In other words, the US still fields a large F‑15 fleet , but it’s smaller than its Cold War peak and slowly transitioning toward newer aircraft like the F‑35, while the F‑15EX comes in as a modernized replacement.

Quick Number Check (Mid‑2020s)

While the Pentagon doesn’t publish a neat “live counter” for F‑15s, open‑source aviation intelligence gives a reasonable snapshot:

  • Approx. 420–430 total F‑15s in U.S. service
  • Includes:
    • Legacy F‑15C/D Eagles (air superiority)
* **F‑15E Strike Eagles** (multirole strike fighters)
* Early **F‑15EX Eagle II** deliveries (still a small part of the fleet, but growing)

Because jets are frequently in overhaul, storage, or retirement, any exact “today” number is usually an estimate, not a hard, public figure.

F‑15EX: The Newest Piece of the Puzzle

To understand where the Fleet is headed, it helps to look at the F‑15EX program:

  • The U.S. Air Force’s official plan has grown to 129 F‑15EX Eagle II jets as the current program of record.
  • Only a fraction of those are delivered so far (dozens, not the full 129), so they are still a minority within that ~420–430 total F‑15 count.
  • The EX is intended to replace aging F‑15C/D airframes, especially in Air National Guard units, while adding modern avionics, survivability, and weapon capacity.

This means the headline number of “how many F‑15s the US has” will stay in the same general range in the near term, but the mix will steadily shift from older Eagles toward the newer EX variant.

Why Different Sources Give Different Numbers

When you see different answers to “how many F15s does the US have,” it’s usually because they are counting slightly different things:

  • Some counts include only active‑duty USAF.
  • Others add Air National Guard and sometimes Air Force Reserve units.
  • Some include jets in long‑term storage or training roles, while others only count combat‑coded aircraft.

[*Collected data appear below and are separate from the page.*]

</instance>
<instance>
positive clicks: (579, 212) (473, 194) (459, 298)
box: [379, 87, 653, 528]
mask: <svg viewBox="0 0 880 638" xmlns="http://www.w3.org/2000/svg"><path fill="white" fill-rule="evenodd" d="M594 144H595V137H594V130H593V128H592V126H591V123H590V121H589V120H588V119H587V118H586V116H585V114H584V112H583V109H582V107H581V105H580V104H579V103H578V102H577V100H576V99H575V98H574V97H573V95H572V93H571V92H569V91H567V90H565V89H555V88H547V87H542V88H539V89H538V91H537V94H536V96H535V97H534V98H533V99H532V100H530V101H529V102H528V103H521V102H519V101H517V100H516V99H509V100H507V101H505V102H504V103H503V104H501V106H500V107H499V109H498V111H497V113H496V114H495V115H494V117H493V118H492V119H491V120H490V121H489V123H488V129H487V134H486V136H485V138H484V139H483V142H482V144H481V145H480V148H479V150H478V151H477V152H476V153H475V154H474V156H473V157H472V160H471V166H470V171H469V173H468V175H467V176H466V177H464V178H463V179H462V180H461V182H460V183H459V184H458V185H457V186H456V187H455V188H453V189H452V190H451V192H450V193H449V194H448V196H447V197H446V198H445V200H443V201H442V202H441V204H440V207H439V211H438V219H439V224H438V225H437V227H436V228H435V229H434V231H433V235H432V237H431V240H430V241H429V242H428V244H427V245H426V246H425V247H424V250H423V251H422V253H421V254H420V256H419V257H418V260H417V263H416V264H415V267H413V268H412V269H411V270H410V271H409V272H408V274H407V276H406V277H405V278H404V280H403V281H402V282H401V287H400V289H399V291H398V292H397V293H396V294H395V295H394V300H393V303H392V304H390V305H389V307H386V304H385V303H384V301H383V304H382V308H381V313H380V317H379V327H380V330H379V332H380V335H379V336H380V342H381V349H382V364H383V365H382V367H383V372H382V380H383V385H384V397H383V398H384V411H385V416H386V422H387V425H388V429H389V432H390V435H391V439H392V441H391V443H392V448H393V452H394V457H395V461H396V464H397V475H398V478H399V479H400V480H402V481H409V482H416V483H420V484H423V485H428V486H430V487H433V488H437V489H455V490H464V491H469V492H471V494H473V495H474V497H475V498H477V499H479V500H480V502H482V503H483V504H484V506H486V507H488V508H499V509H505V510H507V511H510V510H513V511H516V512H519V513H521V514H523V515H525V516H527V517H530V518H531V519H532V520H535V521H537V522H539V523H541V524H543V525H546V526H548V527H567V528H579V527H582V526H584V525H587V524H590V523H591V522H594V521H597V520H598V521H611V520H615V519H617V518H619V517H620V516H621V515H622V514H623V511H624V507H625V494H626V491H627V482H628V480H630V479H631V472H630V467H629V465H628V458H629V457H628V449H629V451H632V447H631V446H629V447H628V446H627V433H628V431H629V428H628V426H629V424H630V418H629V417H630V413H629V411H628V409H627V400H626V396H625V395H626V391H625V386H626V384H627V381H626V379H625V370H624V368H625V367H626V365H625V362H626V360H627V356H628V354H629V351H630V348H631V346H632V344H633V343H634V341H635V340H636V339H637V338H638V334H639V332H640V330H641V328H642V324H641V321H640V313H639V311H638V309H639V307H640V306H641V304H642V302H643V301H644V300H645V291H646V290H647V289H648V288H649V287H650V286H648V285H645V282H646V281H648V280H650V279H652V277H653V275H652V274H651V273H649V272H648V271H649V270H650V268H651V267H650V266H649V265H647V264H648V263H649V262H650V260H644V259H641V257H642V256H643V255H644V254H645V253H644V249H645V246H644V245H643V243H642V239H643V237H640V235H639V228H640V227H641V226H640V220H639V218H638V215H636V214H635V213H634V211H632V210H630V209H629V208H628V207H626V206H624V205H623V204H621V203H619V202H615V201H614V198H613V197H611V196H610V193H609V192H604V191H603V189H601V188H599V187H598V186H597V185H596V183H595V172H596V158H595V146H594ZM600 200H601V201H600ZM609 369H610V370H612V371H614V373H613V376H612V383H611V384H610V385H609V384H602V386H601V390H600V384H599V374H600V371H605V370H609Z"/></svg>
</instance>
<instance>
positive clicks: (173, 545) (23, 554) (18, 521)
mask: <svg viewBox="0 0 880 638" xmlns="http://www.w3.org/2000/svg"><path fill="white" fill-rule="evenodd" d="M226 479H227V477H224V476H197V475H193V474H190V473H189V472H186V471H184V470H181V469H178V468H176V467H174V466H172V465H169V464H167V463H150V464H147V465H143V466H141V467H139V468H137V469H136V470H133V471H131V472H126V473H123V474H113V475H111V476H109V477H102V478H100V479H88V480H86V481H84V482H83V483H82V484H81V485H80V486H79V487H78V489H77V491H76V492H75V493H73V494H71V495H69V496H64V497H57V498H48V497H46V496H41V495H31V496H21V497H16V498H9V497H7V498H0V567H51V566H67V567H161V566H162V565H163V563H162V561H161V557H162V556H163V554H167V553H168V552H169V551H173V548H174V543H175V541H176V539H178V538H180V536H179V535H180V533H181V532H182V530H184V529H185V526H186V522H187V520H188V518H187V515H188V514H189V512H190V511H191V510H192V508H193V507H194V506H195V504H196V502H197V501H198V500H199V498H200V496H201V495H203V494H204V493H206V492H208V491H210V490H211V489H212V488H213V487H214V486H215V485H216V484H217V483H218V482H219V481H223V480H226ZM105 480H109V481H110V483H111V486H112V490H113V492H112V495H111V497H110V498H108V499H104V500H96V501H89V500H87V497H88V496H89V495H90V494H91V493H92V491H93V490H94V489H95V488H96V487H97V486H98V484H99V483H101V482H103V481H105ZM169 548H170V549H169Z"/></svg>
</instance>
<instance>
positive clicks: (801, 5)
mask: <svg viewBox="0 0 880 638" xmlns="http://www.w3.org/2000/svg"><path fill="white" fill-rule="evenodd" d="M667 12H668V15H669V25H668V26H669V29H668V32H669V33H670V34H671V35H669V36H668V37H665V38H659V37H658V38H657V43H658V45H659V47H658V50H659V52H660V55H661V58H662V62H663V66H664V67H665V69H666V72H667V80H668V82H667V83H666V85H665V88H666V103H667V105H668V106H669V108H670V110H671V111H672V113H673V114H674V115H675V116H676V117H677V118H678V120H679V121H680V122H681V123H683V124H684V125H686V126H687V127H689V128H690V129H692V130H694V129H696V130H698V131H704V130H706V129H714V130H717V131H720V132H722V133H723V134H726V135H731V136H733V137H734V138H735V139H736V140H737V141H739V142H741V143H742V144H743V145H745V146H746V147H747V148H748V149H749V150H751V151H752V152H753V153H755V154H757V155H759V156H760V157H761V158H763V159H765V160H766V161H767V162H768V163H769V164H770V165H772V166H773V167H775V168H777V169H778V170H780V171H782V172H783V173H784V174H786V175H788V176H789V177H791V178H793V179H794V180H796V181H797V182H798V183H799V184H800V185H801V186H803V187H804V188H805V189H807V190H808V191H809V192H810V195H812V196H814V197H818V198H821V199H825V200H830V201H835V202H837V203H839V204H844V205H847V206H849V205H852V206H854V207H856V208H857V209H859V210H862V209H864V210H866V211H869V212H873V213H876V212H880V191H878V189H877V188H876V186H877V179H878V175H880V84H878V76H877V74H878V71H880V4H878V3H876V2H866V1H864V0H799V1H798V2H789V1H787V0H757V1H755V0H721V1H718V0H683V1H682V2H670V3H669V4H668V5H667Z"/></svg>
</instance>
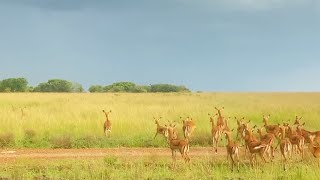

So a forum discussion might say “about 420,” a directory might say “428,” and another defense blog might round it differently—all are broadly talking about the same fleet size band.

Mini Takeaway

  • If you want a single, practical answer for mid‑2020s discussions, you can say:

The US operates roughly 420–430 F‑15s in total , with a planned buy of up to 129 F‑15EX to refresh the fleet.

Information gathered from public forums or data available on the internet and portrayed here.